Il éclate de rire. A nouveau, ce rire n'est pas moqueur ou grinçant, juste rempli d'une joie solaire qui me gonfle la poitrine d'un élan que je ne saurais définir.

-Et toi, tu voudrais que les vert et gris soient ensemble ?
-Au moins une fois. Je voudrais… Je voudrais qu'on soit ces deux canards.
-Quoi ?
-Je voudrais… qu'on fasse comme deux canards vert et gris.

Il rit encore et asticote ma queue de cheval comme on ébourifferait les cheveux d'un enfant.

-C'est vraiment la technique de drague la plus débile que j'ai jamais entendue !

Je rougis. Comment ai-je osé dire ça ? Je ne sais pas comment ça a pu sortir. Avec lui rien ne semble gênant. Je me sens libre. Je peux voler, comme… comme les canards. Maintenant j'ai honte, un peu.


* * *

J'arrête de rire. Il rougit, je peux voir ses petites joues trop mignonnes se colorer de rose. Il est décidément complètement marteau avec ses histoires de canards, mais il me rend... j'ai envie de lui faire un bisou. Je l'embrasse, sur la joue. Il rosit encore plus et devient écarlate.

-Mais qu'est-ce qui te prend ?
-Je te fais un bisou canard. C'est ce que tu voulais, non ?
-...

Je l'aime. Je m'en rends compte après toutes ces années, que ce qui battait dans mon coeur c'était déjà entièrement de l'amour. Nous nous embrassons à nouveau. Sur la bouche. Je ferme les yeux.


* * *

J'ouvre les miens. Son visage penché sur moi, je me souviens de cette vision, ses joues et son front de bronze, sur lesquelles tremblaient le bord de ses paupières ourlés de cils noirs, courts et épais, comme dessinés au pinceau, cette expression de chat au comble du bonheur, cette courte photographie de mon esprit avant le retour à la nuit et aux caresses. Il me mène à m'allonger dans l'herbe fraîche et je continue de déposer baiser sur baiser sur sa bouche d'or. Je ne peux pas m'arrêter.
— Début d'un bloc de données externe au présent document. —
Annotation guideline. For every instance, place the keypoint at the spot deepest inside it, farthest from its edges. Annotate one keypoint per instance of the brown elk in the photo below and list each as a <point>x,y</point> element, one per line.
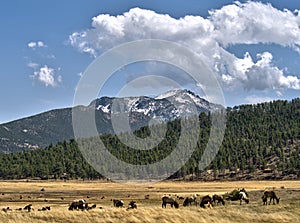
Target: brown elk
<point>270,194</point>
Son regard bleu-vert me happe, comme un lac vertigineux, où les éclats de clarté sont autant de vagues dans lesquelles je plonge volontiers, Lui-même prend une de mes mèches de cheveux dans la main, joue avec et la passe sur mon visage comme s'il cherchait à le peindre.

-Je crois que je suis tombé amoureux de toi.

Sa voix est grave et douce, une voix d'homme, et son souffle aplatit les trois brins d'herbe devant sa bouche. Je proteste malgré moi :

-On se connaît à peine !
-Je m'en fiche, c'est toi que je veux.

Je peux voir briller dans la mer de ses iris une lueur de folie douce. Pour la première fois je me sens férocement désiré ; cette sensation me grise. Il me prend la main et la serre fort dans ses doigts. Tous ces petits gestes, je m'en souviens, tant ils ont marqué mon cœur. Cette fois c'est moi qui l'embrasse, l'âme attendrie par son expression lunaire et enfantine.

* * *

Avec le recul, peut-être sommes-nous allés un peu vite.